As the single node script, the distribute node script also does setup at the beggining:

#SBATCH -J mspass           # Job name
#SBATCH -o mspass.o%j       # Name of stdout output file
#SBATCH -p skx-dev          # Queue (partition) name
#SBATCH -N 3                # Total # of nodes (must be 1 for serial)
#SBATCH -n 3                # Total # of mpi tasks (should be 1 for serial)
#SBATCH -t 02:00:00         # Run time (hh:mm:ss)
#SBATCH -A MsPASS           # Allocation name (req'd if you have more than 1)

The main difference here is the number of nodes and mpi tasks should be set to more than 1. One can set these two value to any number, but a larger number might result in longer waiting time in queue.

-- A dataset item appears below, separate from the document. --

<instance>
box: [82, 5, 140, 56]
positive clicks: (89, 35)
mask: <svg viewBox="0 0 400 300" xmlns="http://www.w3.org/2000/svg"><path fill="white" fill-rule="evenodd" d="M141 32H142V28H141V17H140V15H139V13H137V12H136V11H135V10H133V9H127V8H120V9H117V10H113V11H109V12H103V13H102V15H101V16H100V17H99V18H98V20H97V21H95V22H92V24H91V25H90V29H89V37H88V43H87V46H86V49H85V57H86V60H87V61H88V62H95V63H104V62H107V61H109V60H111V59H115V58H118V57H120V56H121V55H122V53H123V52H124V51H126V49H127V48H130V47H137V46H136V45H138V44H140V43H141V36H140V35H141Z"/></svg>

Here are some variables special for distributed node script:

HOSTNAME_BASE='stampede2.tacc.utexas.edu'
DB_SHARDING=true
SHARD_DATABASE="usarraytest"
SHARD_COLLECTIONS=(
    "arrival:_id"
)

HOSTNAME_BASE is used to get the address of each node, make sure you set this value correctly according to the HPC cluster you use.

DB_SHARDING indicate whether the sharding is in use or not.

SHARD_DATABASE and SHARD_COLLECTIONS are used for the MongoDB's Sharding feature, indicating the database, collection and index you want to use for sharding. One can also skip these two variables and set the sharding through mongodb commands. Please refer to the section MongoDB Shared Cluster Server above for more detailed instructions.